Here’s a puzzle for you to ponder. In your view, which of the following is most true?
Editing essentially involves:
a) wrangling unruly words into smooth sentences
b) telling authors all the things they are doing wrong in their writing
c) stifling creative expression by imposing boring conformity on written texts
d) having a licence to act snooty about possessing a superior grasp of grammar
e) wincing a little whenever commas, semicolons or apostrophes are misused
f) establishing happy and harmonious relationships.
If you guessed options a or e, you are partly right. If you picked b, c or especially d, then we need to talk. If you were confused by option f, you’re probably not alone, but actually, that is the correct the answer.
Yes, despite all that fussing over spelling and sentence structure, editing is essentially about relationships.
The primary one of these, and the one I discuss a lot, exists between the author and the editor. There are many reasons why this relationship is important, not least of which is the fact that without authors there can be no editors. Of course the opposite is not true. Although editors need an author’s words in order to edit, authors can cheerfully (if at times inaccurately) write without editors. That’s what makes it a privilege, in my view, whenever an author elects to work with an editor.
In addition to the relationship between an editor and an author, there is also one between the editor and the author’s ideas. While connection and collaboration among individuals is a wonderful thing, an editor must also engage with the ideas in a document in order to ensure they are conveyed clearly and completely. This is where the first relationship can be crucial, as the editor seeks to discern the author’s intentions and helps to craft their written expression.

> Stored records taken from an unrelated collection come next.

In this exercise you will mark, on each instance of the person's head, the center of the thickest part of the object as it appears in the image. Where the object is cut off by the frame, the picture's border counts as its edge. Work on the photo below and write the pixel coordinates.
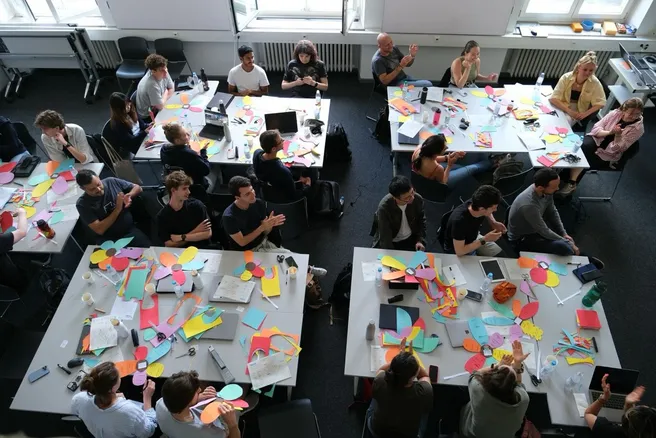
(181, 391)
(50, 123)
(176, 134)
(89, 182)
(157, 66)
(271, 141)
(121, 109)
(102, 381)
(585, 66)
(240, 187)
(632, 109)
(402, 191)
(246, 56)
(385, 44)
(177, 184)
(403, 369)
(546, 181)
(485, 200)
(472, 51)
(305, 52)
(639, 422)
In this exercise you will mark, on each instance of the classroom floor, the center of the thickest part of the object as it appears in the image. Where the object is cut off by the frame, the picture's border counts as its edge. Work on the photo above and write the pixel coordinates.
(621, 233)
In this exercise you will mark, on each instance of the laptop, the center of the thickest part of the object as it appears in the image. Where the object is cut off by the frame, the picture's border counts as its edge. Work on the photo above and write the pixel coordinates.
(285, 123)
(621, 381)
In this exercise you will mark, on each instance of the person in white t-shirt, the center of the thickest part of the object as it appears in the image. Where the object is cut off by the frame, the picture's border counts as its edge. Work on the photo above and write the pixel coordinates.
(247, 79)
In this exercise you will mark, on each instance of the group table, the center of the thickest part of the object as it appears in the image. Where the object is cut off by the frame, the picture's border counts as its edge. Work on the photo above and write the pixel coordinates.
(61, 339)
(366, 299)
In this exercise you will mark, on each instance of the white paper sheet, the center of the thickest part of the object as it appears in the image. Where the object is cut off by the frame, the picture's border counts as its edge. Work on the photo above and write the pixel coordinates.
(269, 370)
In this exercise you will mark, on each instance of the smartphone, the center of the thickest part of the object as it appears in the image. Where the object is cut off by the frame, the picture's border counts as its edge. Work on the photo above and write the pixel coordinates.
(475, 296)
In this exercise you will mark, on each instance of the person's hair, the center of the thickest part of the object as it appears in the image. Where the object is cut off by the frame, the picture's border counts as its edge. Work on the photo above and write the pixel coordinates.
(399, 185)
(268, 140)
(500, 383)
(588, 58)
(544, 176)
(639, 422)
(470, 45)
(177, 179)
(403, 367)
(173, 131)
(433, 145)
(84, 177)
(49, 119)
(306, 47)
(179, 390)
(486, 197)
(155, 61)
(236, 183)
(244, 50)
(100, 381)
(118, 113)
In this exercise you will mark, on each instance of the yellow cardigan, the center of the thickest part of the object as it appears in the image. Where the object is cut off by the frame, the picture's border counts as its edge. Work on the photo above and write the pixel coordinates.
(592, 92)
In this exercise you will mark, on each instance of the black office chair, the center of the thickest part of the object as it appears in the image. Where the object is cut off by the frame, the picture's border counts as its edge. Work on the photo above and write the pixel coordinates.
(173, 51)
(274, 421)
(134, 51)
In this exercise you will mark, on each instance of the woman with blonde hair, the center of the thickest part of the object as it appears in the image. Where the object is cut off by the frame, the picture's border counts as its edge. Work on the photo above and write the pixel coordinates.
(579, 94)
(605, 146)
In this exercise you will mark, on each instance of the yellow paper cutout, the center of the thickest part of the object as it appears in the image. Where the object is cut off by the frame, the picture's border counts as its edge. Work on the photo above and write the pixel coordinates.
(271, 286)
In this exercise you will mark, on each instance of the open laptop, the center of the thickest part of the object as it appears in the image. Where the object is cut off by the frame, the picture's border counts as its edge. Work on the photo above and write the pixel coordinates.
(621, 381)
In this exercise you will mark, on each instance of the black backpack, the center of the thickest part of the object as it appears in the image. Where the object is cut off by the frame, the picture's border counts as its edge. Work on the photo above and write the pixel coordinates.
(337, 145)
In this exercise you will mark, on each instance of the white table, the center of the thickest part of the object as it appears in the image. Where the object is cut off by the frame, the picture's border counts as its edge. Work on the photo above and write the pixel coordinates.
(66, 325)
(366, 299)
(63, 229)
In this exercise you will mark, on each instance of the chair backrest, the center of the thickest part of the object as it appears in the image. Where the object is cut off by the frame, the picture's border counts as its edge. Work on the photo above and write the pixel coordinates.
(134, 48)
(429, 189)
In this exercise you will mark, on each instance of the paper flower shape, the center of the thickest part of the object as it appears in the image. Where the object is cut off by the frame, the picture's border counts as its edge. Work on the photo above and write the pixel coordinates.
(176, 266)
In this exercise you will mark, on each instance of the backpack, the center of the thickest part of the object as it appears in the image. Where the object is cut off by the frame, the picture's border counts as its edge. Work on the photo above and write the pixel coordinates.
(337, 145)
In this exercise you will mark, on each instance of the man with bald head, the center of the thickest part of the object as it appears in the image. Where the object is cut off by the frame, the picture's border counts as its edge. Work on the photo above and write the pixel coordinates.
(388, 63)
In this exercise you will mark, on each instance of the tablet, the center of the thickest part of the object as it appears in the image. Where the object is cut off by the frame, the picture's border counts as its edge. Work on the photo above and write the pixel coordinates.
(492, 266)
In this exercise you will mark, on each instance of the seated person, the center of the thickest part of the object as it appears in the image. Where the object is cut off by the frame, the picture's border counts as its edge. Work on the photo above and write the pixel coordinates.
(638, 421)
(431, 161)
(183, 221)
(126, 130)
(462, 235)
(402, 398)
(534, 223)
(305, 73)
(465, 70)
(610, 138)
(11, 148)
(579, 94)
(155, 88)
(63, 140)
(498, 399)
(400, 218)
(106, 412)
(105, 208)
(388, 63)
(178, 419)
(247, 78)
(269, 169)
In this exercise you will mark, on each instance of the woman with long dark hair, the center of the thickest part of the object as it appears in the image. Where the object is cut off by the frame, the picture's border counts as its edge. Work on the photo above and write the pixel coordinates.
(306, 73)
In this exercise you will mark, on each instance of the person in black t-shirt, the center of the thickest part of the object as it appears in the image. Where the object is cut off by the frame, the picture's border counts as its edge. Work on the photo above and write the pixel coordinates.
(183, 221)
(462, 236)
(638, 421)
(305, 73)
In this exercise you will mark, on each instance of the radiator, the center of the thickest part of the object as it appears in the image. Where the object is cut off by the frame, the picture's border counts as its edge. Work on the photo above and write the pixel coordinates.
(529, 63)
(275, 56)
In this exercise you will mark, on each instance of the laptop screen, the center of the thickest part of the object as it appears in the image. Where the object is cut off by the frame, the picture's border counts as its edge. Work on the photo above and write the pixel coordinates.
(621, 381)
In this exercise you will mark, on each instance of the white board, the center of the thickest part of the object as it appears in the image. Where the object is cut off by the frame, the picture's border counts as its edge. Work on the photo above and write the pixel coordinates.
(447, 17)
(171, 14)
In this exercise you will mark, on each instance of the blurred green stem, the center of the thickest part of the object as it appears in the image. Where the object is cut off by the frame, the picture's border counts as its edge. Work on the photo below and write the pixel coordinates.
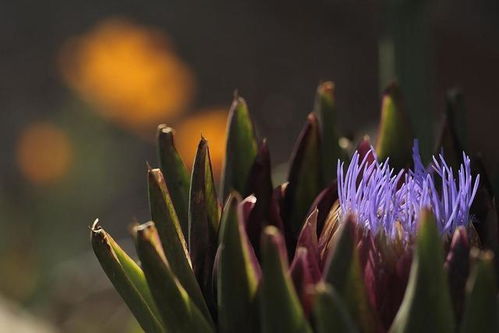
(405, 55)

Beyond this, there is a relationship between the author’s ideas and the readers’ understanding. Having a conscious comprehension of this guides editors in their work. The purpose of most writing is to share insight, imagination or information, and the role of the editor is to amend the text where necessary so this can be done effectively.
And now we get into some more subtle relationships, because an editor addresses the processes that occur between sentences in a text and between words in a sentence. Here, we are touching upon the fundamentals of syntax, those accepted patterns of word order that enable us to express meaning. When coherence breaks down from one paragraph to another or words go awry within a sentence, the meaning of a text is lost. An editor’s job is to fix this by understanding and improving the relationships amid words and sentences.
This leads us to one further relationship, which is between words and ideas. The author’s task is to use the most potent and poetic words possible to articulate an idea. For an editor, the focus is on enhancing the eloquence of words and ideas alike. This is done through a deep appreciation not only of the author’s objective but also of language itself.
From the personal to the conceptual, and from the meaningful to the syntactical, editing is all about relationships. Each one is like a single strand of a intricate web that in its entirety and complexity links ideas, words and people together.
Achieving harmony in each and all of these relationships is what editors do. This is the true essence of editing, and it is what makes our skills so vital and so valuable.
What relationships do you perceive between writing and editing? What do you consider to be the essential elements of these? And you don’t really believe editors are snooty, do you?